NTCTech

Posted on Jun 24 • Originally published at rack2cloud.com

Autoscaling Is an Authority System, Not a Capacity System

#devops #kubernetes #cloudnative #platform

Autoscaling authority is the condition most cloud operations teams have never formally defined. Every organization running Kubernetes has autoscaling configured. Almost none has treated those configurations as governance artifacts.

The Capacity Framing Is Wrong

Autoscaling authority governs what your execution plane is permitted to do under changing load conditions — and that framing is the one most engineering teams have never applied to it.

The standard framing is operational: autoscaling solves the overprovisioning versus underprovisioning tradeoff. Set a threshold, define bounds, let the system respond. That framing isn't wrong — it's just operating at the wrong level of analysis. Capacity is the visible output. Authority is the invisible decision structure underneath it.
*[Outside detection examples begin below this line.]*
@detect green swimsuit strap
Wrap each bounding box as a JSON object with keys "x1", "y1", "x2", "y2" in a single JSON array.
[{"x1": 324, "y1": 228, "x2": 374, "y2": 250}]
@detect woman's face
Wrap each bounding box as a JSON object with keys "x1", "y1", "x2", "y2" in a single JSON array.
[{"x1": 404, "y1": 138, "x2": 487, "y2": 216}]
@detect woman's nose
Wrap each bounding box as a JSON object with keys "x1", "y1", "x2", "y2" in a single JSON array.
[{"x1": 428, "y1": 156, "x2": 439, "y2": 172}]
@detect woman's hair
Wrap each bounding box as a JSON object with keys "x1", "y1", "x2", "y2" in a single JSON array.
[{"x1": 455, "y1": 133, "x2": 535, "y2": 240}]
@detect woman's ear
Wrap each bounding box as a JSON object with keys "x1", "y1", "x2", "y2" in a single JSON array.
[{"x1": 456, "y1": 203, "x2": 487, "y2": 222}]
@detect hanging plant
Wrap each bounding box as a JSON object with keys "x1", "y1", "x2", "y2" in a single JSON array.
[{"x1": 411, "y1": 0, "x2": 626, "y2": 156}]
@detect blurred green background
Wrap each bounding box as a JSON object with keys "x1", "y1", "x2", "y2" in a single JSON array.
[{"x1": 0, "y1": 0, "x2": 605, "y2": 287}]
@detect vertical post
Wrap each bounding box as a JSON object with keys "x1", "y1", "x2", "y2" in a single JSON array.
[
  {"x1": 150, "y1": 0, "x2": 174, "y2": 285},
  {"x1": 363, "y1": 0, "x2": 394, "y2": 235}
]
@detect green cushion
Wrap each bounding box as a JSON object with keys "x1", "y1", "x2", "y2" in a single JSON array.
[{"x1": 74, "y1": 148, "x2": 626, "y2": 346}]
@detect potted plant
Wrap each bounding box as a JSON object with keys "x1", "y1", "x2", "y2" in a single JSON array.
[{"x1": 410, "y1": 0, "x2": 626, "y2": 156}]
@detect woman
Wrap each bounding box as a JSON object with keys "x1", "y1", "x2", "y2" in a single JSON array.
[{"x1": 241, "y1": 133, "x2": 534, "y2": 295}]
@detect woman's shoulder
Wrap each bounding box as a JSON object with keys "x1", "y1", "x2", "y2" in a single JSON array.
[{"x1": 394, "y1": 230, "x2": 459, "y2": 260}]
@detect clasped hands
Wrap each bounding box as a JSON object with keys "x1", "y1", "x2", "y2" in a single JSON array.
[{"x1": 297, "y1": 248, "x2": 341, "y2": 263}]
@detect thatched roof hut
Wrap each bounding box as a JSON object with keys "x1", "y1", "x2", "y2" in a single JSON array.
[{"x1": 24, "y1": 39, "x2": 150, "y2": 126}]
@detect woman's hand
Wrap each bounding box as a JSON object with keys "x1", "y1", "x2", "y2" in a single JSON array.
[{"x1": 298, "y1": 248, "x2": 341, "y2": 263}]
Every autoscaling configuration answers a governance question before it answers a capacity question: what is this system permitted to do without asking a human? When an HPA scales a deployment from 3 to 30 replicas in response to a traffic event, no engineer approved that action. The execution plane acted under authority delegated at configuration time. That delegation is the architecture — and in most organizations, it's ungoverned.

Cloud architecture's central authority question is whether authority defined at the policy layer actually reaches the systems that execute work. Autoscaling is the most common place that question gets answered by accident.

What Autoscaling Actually Encodes

A scaling configuration is a policy artifact. Every value in it encodes a decision about what the system is authorized to do.

HPA target utilization: a decision. Min and max replica bounds: a decision. VPA update mode — Off, Initial, Recreate, Auto: a decision about whether the system may modify running pods without human approval. KEDA trigger sources and thresholds: decisions about what signals the execution plane is authorized to act on. Each of these encodes a judgment about permitted behavior. The problem isn't that the decisions are wrong. The problem is that they're almost never recognized as decisions at all.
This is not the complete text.